Tuesday, July 22, 2008

Dead Fuji?

My favorite apple is probably Fuji. I like Rome's too but fuji's are best. They're not a pretty as a the familiar red delicious but the red delicious apples were selectively bred for looks, not for taste. I ordered a few more fruit trees in the spring and one was a fuji apple.

For some reason, the best fruits and vegetables are always the hardest to grow. It's happens too often for it to just be a coincidence. Fuji apples are no exception. I've had a bad case of fire blight in my pears this year. I've been cutting blighted branches out, removing them from the area, and even dipping my pruning shears in bleach between cuts so I don't spread the bacteria. I havent' seen any fire blight in a couple of weeks and thought I might have been out of the woods. I wasn't.
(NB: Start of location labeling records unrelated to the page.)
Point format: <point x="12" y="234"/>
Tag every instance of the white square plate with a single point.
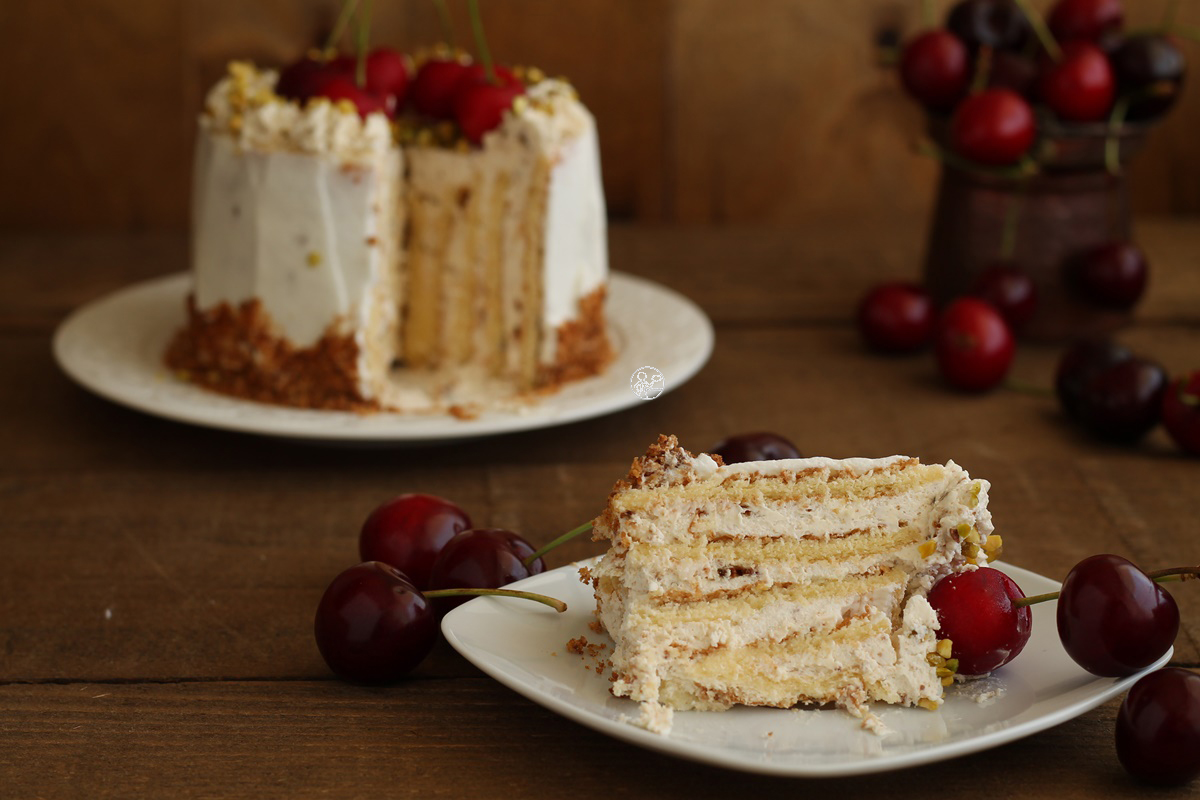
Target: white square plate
<point x="523" y="645"/>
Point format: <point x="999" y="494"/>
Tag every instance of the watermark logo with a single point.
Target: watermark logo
<point x="647" y="383"/>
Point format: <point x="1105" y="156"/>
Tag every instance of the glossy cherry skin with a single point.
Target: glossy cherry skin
<point x="1123" y="402"/>
<point x="480" y="108"/>
<point x="973" y="344"/>
<point x="387" y="72"/>
<point x="1113" y="618"/>
<point x="305" y="78"/>
<point x="1079" y="365"/>
<point x="1084" y="19"/>
<point x="1158" y="728"/>
<point x="432" y="92"/>
<point x="935" y="68"/>
<point x="481" y="558"/>
<point x="409" y="531"/>
<point x="1181" y="411"/>
<point x="1011" y="290"/>
<point x="1150" y="70"/>
<point x="1080" y="86"/>
<point x="997" y="24"/>
<point x="993" y="127"/>
<point x="372" y="625"/>
<point x="977" y="614"/>
<point x="897" y="318"/>
<point x="1111" y="276"/>
<point x="754" y="446"/>
<point x="343" y="88"/>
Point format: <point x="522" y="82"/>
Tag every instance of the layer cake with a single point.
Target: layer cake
<point x="347" y="262"/>
<point x="781" y="583"/>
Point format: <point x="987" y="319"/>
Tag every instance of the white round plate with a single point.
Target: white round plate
<point x="523" y="645"/>
<point x="114" y="347"/>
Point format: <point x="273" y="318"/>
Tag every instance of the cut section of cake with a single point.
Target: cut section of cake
<point x="342" y="260"/>
<point x="781" y="583"/>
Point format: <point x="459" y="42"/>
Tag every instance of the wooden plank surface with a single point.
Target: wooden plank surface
<point x="157" y="581"/>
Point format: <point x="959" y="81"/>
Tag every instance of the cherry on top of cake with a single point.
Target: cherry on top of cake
<point x="436" y="97"/>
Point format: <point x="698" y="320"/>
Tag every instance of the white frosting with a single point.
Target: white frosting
<point x="669" y="543"/>
<point x="297" y="232"/>
<point x="555" y="125"/>
<point x="300" y="209"/>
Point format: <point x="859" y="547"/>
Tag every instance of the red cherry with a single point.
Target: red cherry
<point x="973" y="344"/>
<point x="935" y="68"/>
<point x="480" y="108"/>
<point x="387" y="71"/>
<point x="1079" y="366"/>
<point x="305" y="78"/>
<point x="483" y="558"/>
<point x="1080" y="86"/>
<point x="1113" y="275"/>
<point x="1113" y="618"/>
<point x="342" y="88"/>
<point x="1011" y="290"/>
<point x="1158" y="728"/>
<point x="754" y="446"/>
<point x="372" y="625"/>
<point x="1181" y="411"/>
<point x="1123" y="402"/>
<point x="897" y="317"/>
<point x="977" y="614"/>
<point x="432" y="92"/>
<point x="993" y="127"/>
<point x="409" y="531"/>
<point x="1084" y="19"/>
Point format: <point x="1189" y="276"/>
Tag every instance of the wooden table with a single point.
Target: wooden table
<point x="157" y="581"/>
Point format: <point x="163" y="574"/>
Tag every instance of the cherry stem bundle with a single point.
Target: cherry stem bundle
<point x="562" y="540"/>
<point x="445" y="20"/>
<point x="485" y="55"/>
<point x="1159" y="576"/>
<point x="557" y="605"/>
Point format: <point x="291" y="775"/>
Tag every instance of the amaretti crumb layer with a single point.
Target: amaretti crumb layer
<point x="781" y="583"/>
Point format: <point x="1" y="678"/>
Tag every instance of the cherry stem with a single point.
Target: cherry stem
<point x="562" y="540"/>
<point x="1024" y="168"/>
<point x="364" y="32"/>
<point x="1039" y="28"/>
<point x="983" y="70"/>
<point x="1113" y="140"/>
<point x="343" y="19"/>
<point x="557" y="605"/>
<point x="1027" y="389"/>
<point x="1161" y="576"/>
<point x="485" y="55"/>
<point x="1012" y="220"/>
<point x="445" y="20"/>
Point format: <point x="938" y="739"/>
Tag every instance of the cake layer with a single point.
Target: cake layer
<point x="461" y="277"/>
<point x="774" y="583"/>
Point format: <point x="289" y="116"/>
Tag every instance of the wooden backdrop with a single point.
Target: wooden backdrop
<point x="760" y="112"/>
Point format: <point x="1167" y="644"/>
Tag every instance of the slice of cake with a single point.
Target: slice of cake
<point x="781" y="583"/>
<point x="342" y="260"/>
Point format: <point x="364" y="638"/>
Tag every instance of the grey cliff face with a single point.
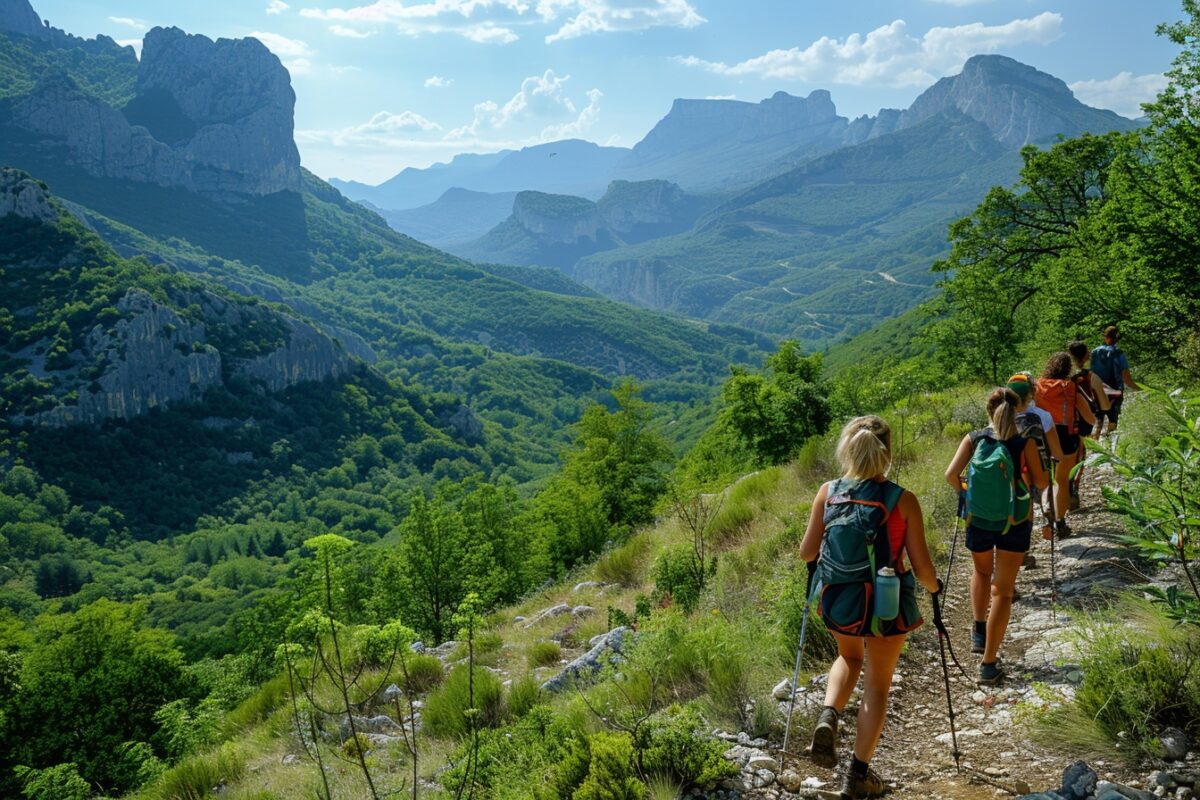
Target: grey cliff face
<point x="154" y="356"/>
<point x="18" y="17"/>
<point x="232" y="100"/>
<point x="27" y="198"/>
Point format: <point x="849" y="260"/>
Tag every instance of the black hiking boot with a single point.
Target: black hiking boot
<point x="823" y="751"/>
<point x="991" y="674"/>
<point x="863" y="786"/>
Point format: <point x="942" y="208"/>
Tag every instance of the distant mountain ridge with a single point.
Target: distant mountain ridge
<point x="567" y="167"/>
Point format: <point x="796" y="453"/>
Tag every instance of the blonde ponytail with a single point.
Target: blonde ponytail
<point x="1002" y="410"/>
<point x="864" y="449"/>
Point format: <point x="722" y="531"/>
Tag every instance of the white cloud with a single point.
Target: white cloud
<point x="348" y="32"/>
<point x="294" y="53"/>
<point x="1123" y="92"/>
<point x="493" y="22"/>
<point x="382" y="128"/>
<point x="540" y="96"/>
<point x="889" y="55"/>
<point x="609" y="16"/>
<point x="129" y="22"/>
<point x="587" y="118"/>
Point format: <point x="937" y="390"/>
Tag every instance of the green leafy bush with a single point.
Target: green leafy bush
<point x="545" y="654"/>
<point x="445" y="710"/>
<point x="611" y="770"/>
<point x="675" y="745"/>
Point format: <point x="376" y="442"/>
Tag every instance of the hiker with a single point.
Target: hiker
<point x="1000" y="519"/>
<point x="1092" y="389"/>
<point x="1063" y="400"/>
<point x="1111" y="366"/>
<point x="862" y="527"/>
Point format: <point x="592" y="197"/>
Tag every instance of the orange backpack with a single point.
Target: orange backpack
<point x="1057" y="397"/>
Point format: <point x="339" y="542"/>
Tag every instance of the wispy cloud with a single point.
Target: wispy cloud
<point x="348" y="32"/>
<point x="496" y="22"/>
<point x="889" y="55"/>
<point x="1125" y="92"/>
<point x="294" y="53"/>
<point x="129" y="22"/>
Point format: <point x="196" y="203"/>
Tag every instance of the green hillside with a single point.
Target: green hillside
<point x="825" y="251"/>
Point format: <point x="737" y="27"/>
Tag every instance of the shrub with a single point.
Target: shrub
<point x="627" y="564"/>
<point x="523" y="695"/>
<point x="195" y="777"/>
<point x="445" y="710"/>
<point x="424" y="673"/>
<point x="678" y="576"/>
<point x="611" y="770"/>
<point x="544" y="654"/>
<point x="1139" y="679"/>
<point x="59" y="782"/>
<point x="673" y="745"/>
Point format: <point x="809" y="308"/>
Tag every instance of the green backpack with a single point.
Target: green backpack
<point x="996" y="495"/>
<point x="855" y="546"/>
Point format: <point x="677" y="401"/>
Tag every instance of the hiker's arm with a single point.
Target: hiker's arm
<point x="810" y="547"/>
<point x="1033" y="463"/>
<point x="915" y="542"/>
<point x="1102" y="397"/>
<point x="1083" y="408"/>
<point x="959" y="463"/>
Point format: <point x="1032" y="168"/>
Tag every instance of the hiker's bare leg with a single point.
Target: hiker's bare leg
<point x="1007" y="566"/>
<point x="981" y="584"/>
<point x="1062" y="486"/>
<point x="881" y="661"/>
<point x="845" y="671"/>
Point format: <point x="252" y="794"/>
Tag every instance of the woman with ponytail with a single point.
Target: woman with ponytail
<point x="997" y="546"/>
<point x="864" y="505"/>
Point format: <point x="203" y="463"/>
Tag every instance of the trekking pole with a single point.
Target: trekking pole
<point x="811" y="588"/>
<point x="942" y="641"/>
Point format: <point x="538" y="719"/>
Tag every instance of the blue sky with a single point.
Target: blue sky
<point x="385" y="84"/>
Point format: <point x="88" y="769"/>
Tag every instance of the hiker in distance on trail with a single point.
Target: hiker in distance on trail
<point x="1109" y="362"/>
<point x="862" y="527"/>
<point x="989" y="470"/>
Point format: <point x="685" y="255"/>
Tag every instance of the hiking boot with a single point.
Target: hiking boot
<point x="823" y="751"/>
<point x="991" y="674"/>
<point x="863" y="786"/>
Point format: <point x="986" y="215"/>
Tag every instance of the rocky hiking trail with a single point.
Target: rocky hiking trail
<point x="999" y="757"/>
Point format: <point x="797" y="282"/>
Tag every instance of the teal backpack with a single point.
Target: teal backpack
<point x="996" y="494"/>
<point x="855" y="546"/>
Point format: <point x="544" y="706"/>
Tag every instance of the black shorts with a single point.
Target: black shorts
<point x="1017" y="540"/>
<point x="1114" y="410"/>
<point x="1069" y="441"/>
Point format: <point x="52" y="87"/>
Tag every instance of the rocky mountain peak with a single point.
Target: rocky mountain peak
<point x="18" y="17"/>
<point x="1020" y="104"/>
<point x="25" y="197"/>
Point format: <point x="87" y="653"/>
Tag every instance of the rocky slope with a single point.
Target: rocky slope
<point x="213" y="118"/>
<point x="151" y="347"/>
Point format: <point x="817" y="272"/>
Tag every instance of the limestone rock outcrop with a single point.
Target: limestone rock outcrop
<point x="214" y="118"/>
<point x="25" y="197"/>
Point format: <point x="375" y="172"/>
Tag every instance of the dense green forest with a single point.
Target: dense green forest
<point x="166" y="609"/>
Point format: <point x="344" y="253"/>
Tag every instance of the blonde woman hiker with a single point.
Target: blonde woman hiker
<point x="1000" y="519"/>
<point x="863" y="527"/>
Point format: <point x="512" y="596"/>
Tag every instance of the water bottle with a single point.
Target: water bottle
<point x="887" y="594"/>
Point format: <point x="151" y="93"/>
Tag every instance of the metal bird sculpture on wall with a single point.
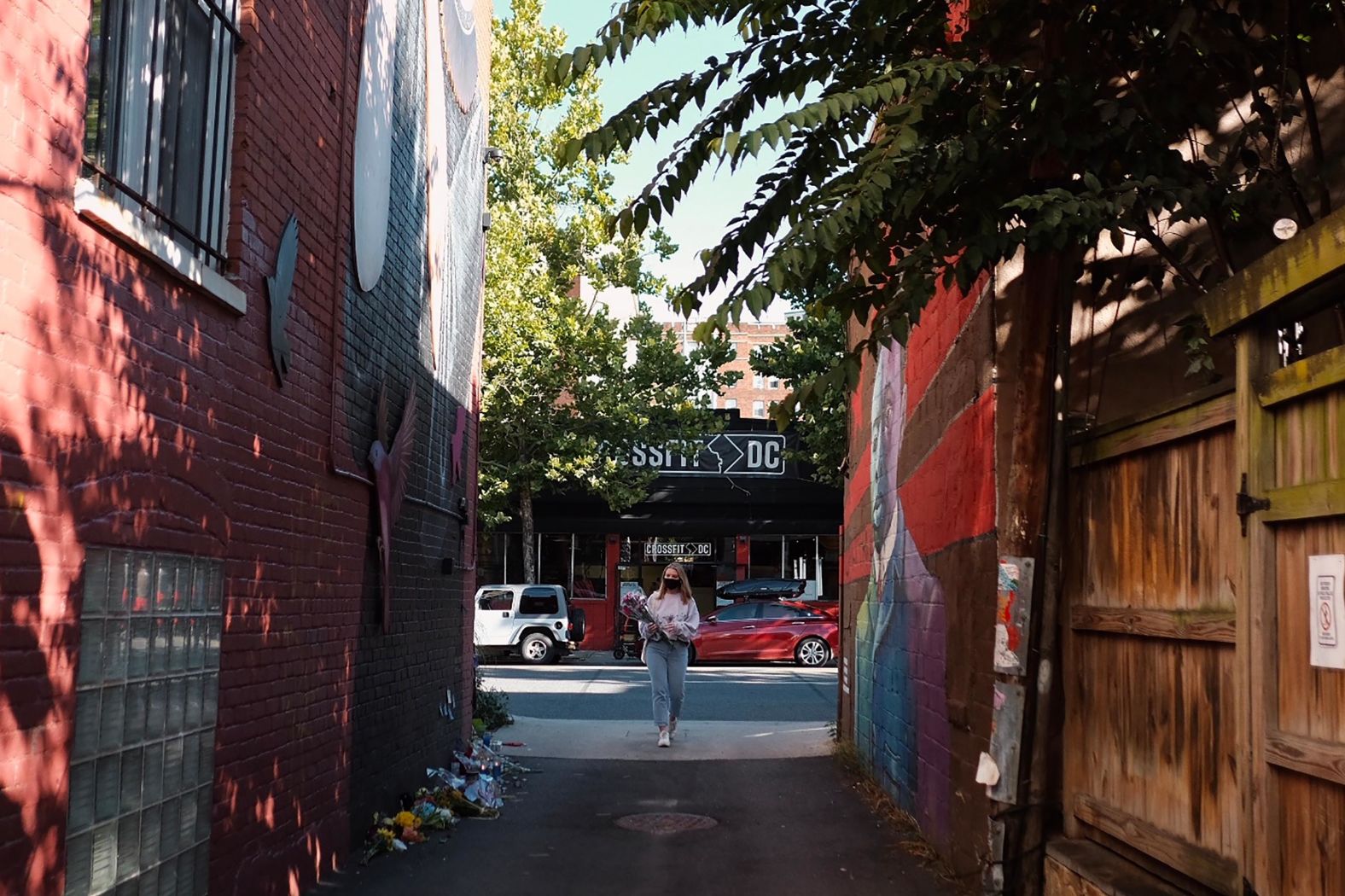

Fuji's are very suseptable to fire blight. In general fire blight isn't really an apple disease. Apple trees can get it but it's not usually serious...unless you have fuji apples. I check my trees every day and didn't see anything on Sunday. Yesterday (Monday) evening I found this:

Fuji apple with fire blight


Every single branch is curled at the tip, and the leaves are turning brown.



close up of fire blight

It looks like fire blight. If it was one or two branches, I'd cut off the bad branches several inches below the damage. It's the whole top of the tree so I cut off the top of the tree. The worst part is that this proves it's still in my little orchard and will probably jump back into the other trees.



fuji apple stick


I don't know if it will survive. The blight might have already gotten into the trunk. If not, It might put out suckers and actually make it. I had a 12' tall walnut tree break off in a bad windstorm a month ago and had to cut it off 3' from the ground. It didn't have a branch on it and it came back pretty fast. Of course the walnut has 3 years worth of healthy roots and the fuji's only been in the ground for 4 months.



the walnut recovering


1 comment:

Cicero Paine said...

Had you sprayed the infected trees for anything else prior to their showing evidence of fire blight? I am wondering if in going after another pest/wilt/etc the applications somehow weakened the tree's immune response.